Tot op de bodem uitgezocht

2013

Auteur(s): Provincie Noord-Holland
Instantie: Provincie Noord-Holland Bekijk Download

In 2007 en 2009 deden de Unit Handhaving Omgeving en het Provinciaal Milieuteam van de provincie Noord-Holland inventariserend onderzoek naar niet-ernstig verontreinigde grondstromen. Daaruit bleek dat niet alles volgens de regels gebeurde. Dit was aanleiding voor het project Niet Ernstig.

Doelen
Het belangrijkste doel is gehaald: aan de hand van de praktijk aanbevelingen formuleren, de samenwerking tussen de provincie en haar handhavingspartners verbeteren, en meer zicht en grip krijgen op de grondstromen. Het project biedt ook inzicht in een noodzakelijke toekomstige werkwijze.

Aanpak en resultaten
Tussen oktober 2010 en juli 2011 voerde de provincie het project Niet-Ernstig uit in de regio
Haarlemmermeer, IJmond, Kop van Noord-Holland en Waterland, samen met de milieudiensten
IJmond, Kop van Noord-Holland en Waterland, de gemeente Haarlemmermeer, de Inspectie ILT (voormalige VROM-inspectie), de Inspectie SZW (voormalige Arbeidsinspectie), het Regionaal Milieuteam (RMT) en het Interregionaal Milieuteam (IMT). Inspecteurs van de provincie controleerden door zogeheten vrijeveldcontroles, soms samen met handhavers van de samenwerkende partners, 62 locaties met ontgravingen groter dan 50 m3 grond in de regio Haarlemmermeer, IJmond, Kop van Noord-Holland en Waterland. Zij beoordeelden deze locaties multidisciplinair aan de hand van de wet- en regelgeving.
90% van de onderzochte locaties voldeed niet aan de regels. Op 26% van die locaties had een illegale sanering van sterk verontreinigde grond plaatsgevonden. Daardoor is verontreinigde grond verspreid en zijn verschillende kwaliteiten grond gemengd. Dat leverde niet alleen ongezonde arbeidsomstandigheden op en directe risico’s voor mens, dier en milieu – het betekent ook concurrentievervalsing en onttrekking aan regelgeving.

Oorzaken en risico’s
De oorzaken zijn: onduidelijke wet- en regelgeving, slecht of onvoldoende onderzoek, verkeerd gebruik van informatie en een te kleine pakkans doordat toezicht, handhaving en vergunningverlening niet voldoen. Dat levert niet alleen reële gezondheids- en milieurisico’s op; door onvoldoende zicht en grip op de grondstromenketen lopen de provincie en haar partners zelf ook een groot risico op schade. Zowel financieel, als politiek en bestuurlijk.

Aanbevelingen
Uit het onderzoek blijkt dat het zicht en de grip die de provincie Noord-Holland en haar handhavingspartners hebben op de grondstromenketen, kan worden verbeterd door de problemen met ‘niet–ernstig’ verontreinigde grondstromen gezamenlijk, voortvarend, structureel en adequaat aan te pakken. Zo’n aanpak bevat de volgende componenten:

1 Duidelijker en eenvoudiger wet- en regelgeving
Uit het onderzoek blijkt dat de wet- en regelgeving voor het graven in verontreinigde grond niet uniform is en onduidelijk, o.a. door de aanwezigheid van allerlei uitzonderingsregels. Aanbevolen wordt om richting de rijksoverheid een traject in te zetten om hier verandering in te brengen.

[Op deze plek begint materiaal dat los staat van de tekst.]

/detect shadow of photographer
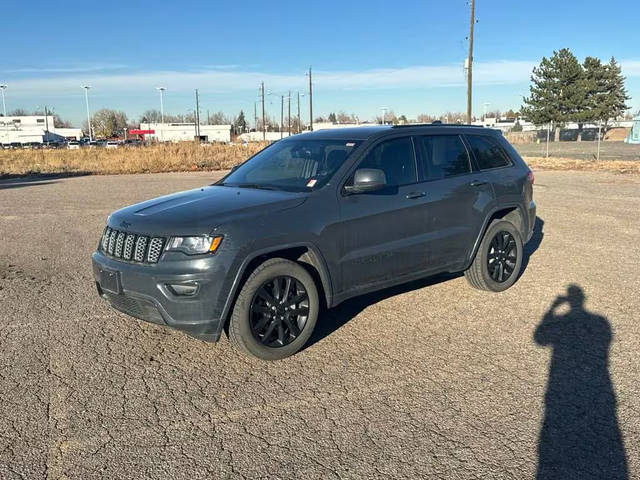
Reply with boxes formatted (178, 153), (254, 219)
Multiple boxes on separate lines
(534, 285), (628, 480)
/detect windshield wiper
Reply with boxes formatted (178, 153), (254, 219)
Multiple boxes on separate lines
(227, 183), (279, 190)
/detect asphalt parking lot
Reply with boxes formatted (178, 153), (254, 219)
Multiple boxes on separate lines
(0, 172), (640, 479)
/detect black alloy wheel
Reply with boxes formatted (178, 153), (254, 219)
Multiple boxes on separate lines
(487, 230), (518, 283)
(249, 275), (309, 348)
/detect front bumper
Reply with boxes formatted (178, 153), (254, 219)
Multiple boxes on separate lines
(92, 251), (226, 342)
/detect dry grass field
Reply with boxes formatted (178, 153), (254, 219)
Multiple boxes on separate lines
(0, 142), (266, 177)
(0, 142), (640, 178)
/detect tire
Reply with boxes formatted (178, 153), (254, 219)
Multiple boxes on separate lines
(464, 220), (523, 292)
(229, 258), (320, 360)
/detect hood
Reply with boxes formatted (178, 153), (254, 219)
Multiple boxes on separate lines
(109, 185), (307, 236)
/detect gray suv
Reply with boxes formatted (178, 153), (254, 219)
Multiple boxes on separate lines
(93, 124), (536, 360)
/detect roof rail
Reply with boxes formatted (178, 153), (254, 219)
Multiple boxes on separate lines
(392, 120), (484, 128)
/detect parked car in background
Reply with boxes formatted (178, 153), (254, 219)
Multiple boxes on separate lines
(93, 125), (536, 360)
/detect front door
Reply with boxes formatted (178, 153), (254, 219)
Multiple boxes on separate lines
(339, 137), (427, 291)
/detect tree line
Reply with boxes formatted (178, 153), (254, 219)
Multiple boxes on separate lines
(521, 48), (629, 140)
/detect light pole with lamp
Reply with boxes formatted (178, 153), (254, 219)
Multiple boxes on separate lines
(81, 85), (93, 142)
(482, 102), (491, 122)
(156, 87), (167, 142)
(0, 84), (8, 117)
(380, 107), (389, 125)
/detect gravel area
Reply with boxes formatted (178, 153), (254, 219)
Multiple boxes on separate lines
(0, 171), (640, 480)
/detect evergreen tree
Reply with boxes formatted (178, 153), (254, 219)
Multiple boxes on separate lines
(600, 57), (630, 122)
(521, 48), (586, 130)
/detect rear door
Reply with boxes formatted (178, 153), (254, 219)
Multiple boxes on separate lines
(339, 136), (427, 291)
(414, 134), (493, 269)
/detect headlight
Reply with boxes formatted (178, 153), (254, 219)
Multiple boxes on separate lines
(167, 235), (222, 255)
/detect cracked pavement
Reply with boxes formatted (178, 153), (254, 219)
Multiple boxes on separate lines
(0, 172), (640, 479)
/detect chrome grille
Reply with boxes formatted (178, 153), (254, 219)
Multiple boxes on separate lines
(107, 230), (118, 255)
(113, 232), (125, 257)
(122, 233), (136, 260)
(133, 237), (148, 262)
(101, 227), (111, 252)
(100, 227), (165, 263)
(147, 237), (164, 263)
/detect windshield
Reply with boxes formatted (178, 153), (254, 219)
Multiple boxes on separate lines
(218, 139), (358, 192)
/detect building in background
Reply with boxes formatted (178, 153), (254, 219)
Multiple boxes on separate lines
(140, 123), (231, 143)
(0, 115), (82, 144)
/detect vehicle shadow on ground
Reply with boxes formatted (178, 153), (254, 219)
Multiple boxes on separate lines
(304, 217), (544, 349)
(520, 217), (544, 275)
(534, 285), (628, 480)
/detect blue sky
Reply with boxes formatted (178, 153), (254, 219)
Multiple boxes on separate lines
(0, 0), (640, 125)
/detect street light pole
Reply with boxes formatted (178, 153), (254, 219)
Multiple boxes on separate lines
(81, 85), (93, 142)
(280, 95), (284, 139)
(467, 0), (476, 124)
(309, 67), (313, 132)
(156, 87), (167, 142)
(298, 91), (302, 133)
(0, 84), (8, 117)
(287, 90), (291, 136)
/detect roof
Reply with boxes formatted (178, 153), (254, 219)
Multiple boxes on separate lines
(291, 123), (500, 140)
(291, 125), (392, 140)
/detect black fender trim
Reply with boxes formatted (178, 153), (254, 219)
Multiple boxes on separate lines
(220, 242), (333, 328)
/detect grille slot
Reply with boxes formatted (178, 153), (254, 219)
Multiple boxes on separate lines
(113, 232), (125, 258)
(100, 227), (166, 263)
(133, 236), (148, 262)
(122, 233), (136, 260)
(101, 227), (111, 252)
(107, 230), (118, 255)
(147, 237), (164, 263)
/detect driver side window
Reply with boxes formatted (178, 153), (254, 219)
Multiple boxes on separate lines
(358, 137), (418, 187)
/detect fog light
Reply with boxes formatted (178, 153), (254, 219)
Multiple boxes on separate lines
(167, 283), (198, 297)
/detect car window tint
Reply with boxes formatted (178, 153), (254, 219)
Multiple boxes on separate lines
(416, 135), (471, 180)
(358, 137), (418, 187)
(467, 135), (511, 170)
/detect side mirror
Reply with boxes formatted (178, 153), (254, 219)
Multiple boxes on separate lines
(344, 168), (387, 194)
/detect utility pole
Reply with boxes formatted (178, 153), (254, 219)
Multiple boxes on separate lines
(467, 0), (476, 124)
(81, 85), (93, 142)
(260, 82), (267, 140)
(287, 90), (291, 136)
(298, 91), (302, 133)
(280, 95), (284, 139)
(309, 67), (313, 132)
(195, 88), (200, 142)
(44, 105), (49, 147)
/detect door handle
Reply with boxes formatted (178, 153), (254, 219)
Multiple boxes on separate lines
(469, 180), (487, 187)
(407, 192), (426, 200)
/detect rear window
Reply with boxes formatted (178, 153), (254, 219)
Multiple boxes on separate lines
(467, 135), (511, 170)
(416, 135), (471, 180)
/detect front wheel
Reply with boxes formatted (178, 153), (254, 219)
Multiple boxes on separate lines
(229, 258), (320, 360)
(464, 220), (523, 292)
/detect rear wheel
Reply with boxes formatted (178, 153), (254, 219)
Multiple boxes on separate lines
(229, 258), (319, 360)
(464, 220), (523, 292)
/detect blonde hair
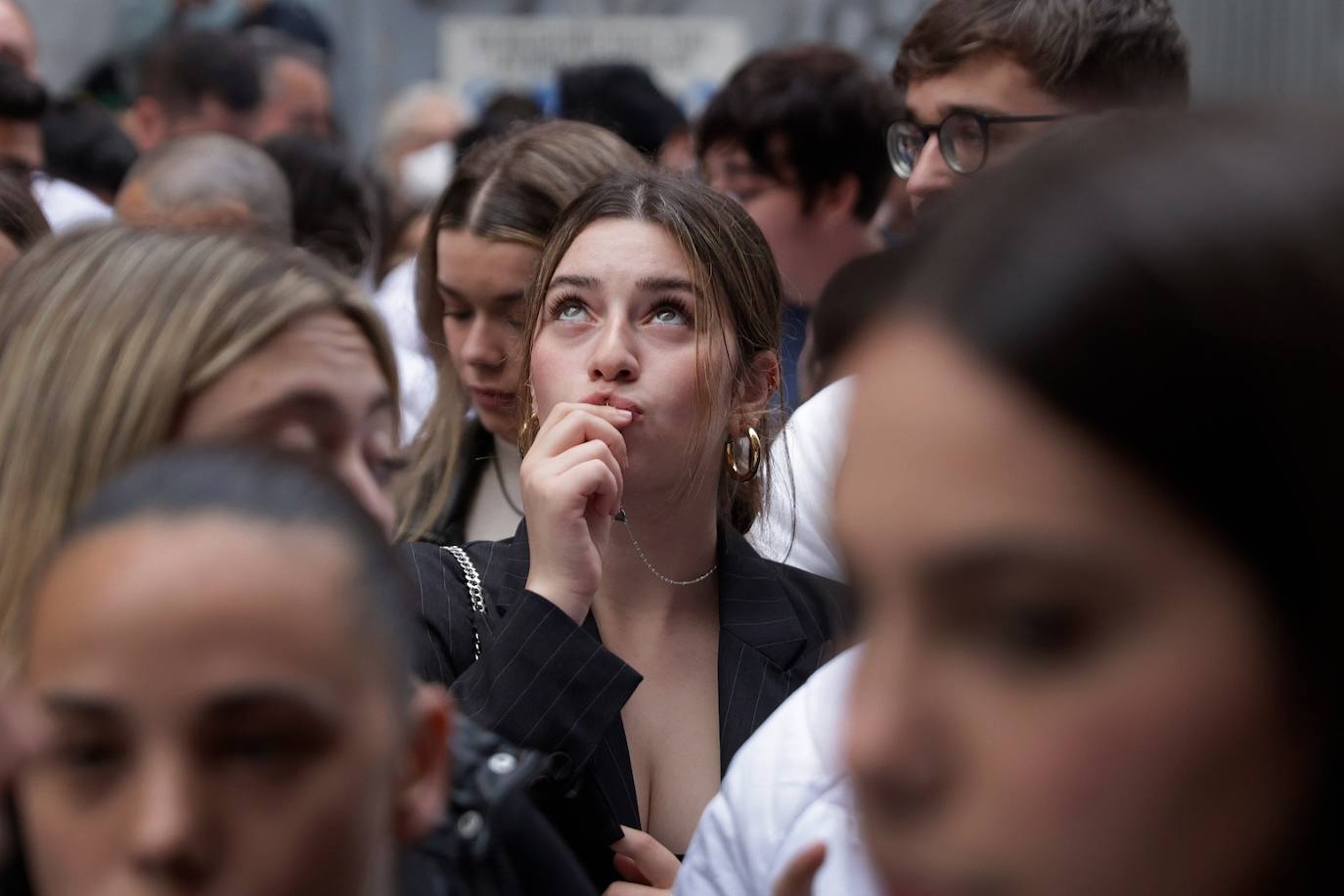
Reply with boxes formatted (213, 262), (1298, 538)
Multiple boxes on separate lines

2 Goed opdrachtgever- en opdrachtnemerschap
De overheid moet, als opdrachtgever voor het meeste grondverzet in Nederland, haar voorbeeldrol beter invullen en door beter ‘opdrachtgeverschap’ uitvoerende bedrijven stimuleren om volgens de regels te werken. Particuliere opdrachtgevers en opdrachtnemers beschikken vaak over te weinig kennis over wet- en regelgeving en milieu- en gezondheidsrisico’s en zijn soms onvoldoende gemotiveerd om volgens de regels te werken. Scholing en voorlichting en het maken van goede afspraken of convenanten tussen de betrokken partijen kunnen dit verbeteren.

3 Verbetering toezicht, handhaving en vergunningverlening:
Binnen de provincie, toekomstige RUD’s en andere bevoegde gezagen moet de wet- en regelgeving op gebied van werken in (niet ernstig) vervuilde grond meer prioriteit krijgen. De huidige werkwijze moet daarvoor op een aantal punten worden aangescherpt.

De provincie en haar partners in de Omgevingsdiensten zouden in Noord-Holland een integraal handhavingsteam Bodem moeten vormen, waarbij ook de andere handhavingspartners aansluiten. In aanvulling daarop moet het functioneel parket (Regionaal en Interregionaal Milieuteam), samen met de handhavingspartners, structureel en actief capaciteit inzetten voor de opsporing van milieudelicten via thematisch toezicht.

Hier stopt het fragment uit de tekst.